Le indagini di Bruxelles

L’Olaf, l’organismo anti frode della commissione Europea, fornisce alcuni numeri delle indagini e verifiche avviate su tentativi anomali di vendita di prodotti anti Covid e spiega anche alcuni meccanismi: «Abbiamo ricevuto informazioni da fonti governative in una dozzina di Stati membri dell’Ue sulle offerte di intermediari per la vendita di grandi quantità di vaccini, per lo più del tipo approvato per l’uso nell’Ue. Queste informazioni sono aumentate rapidamente da quando l’Olaf ha lanciato un avvertimento contro queste truffe. Ad oggi tutte queste diverse truffe o offerte false insieme rappresentano un miliardo di dosi di vaccino per un prezzo richiesto totale di quasi 14 miliardi di euro.  Lo scopo dei truffatori è convincere le autorità pubbliche a versare ingenti acconti per garantire la vendita. Questo schema di frode è stato utilizzato lo scorso anno anche in relazione a maschere per il viso e altri dispositivi di protezione individuale difficili da trovare.

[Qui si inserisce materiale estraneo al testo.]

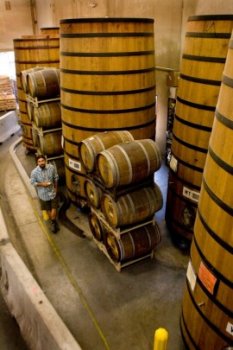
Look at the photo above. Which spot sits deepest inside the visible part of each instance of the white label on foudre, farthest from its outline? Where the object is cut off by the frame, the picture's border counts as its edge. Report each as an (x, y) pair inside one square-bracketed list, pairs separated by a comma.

Gli intermediari rappresentano società opportunistiche che fino a tempi recenti erano inattive o che commerciavano in tipologie di merci molto diverse. Queste società si trovano spesso in paesi terzi al di fuori dell’Ue per rendere la loro identificazione più difficile. La migliore linea d’azione, che stiamo perseguendo, è mappare queste situazioni, stabilirne la natura sospetta e condividere le informazioni con i nostri partner negli Stati membri e con Europol». L’Olaf non sta indagando solo sui vaccini: «Finora le nostre indagini su materiale contraffatto e scadente relativo al Covid-19 ha portato all’identificazione di oltre 1.000 operatori sospetti e al sequestro di oltre 40 milioni di articoli. Questi includono, ad esempio, unità di disinfettanti per le mani contenenti un volume elevato di metanolo, maschere facciali scadenti, kit di test falsi». Benvenuti nel grande mercato nero della pandemia.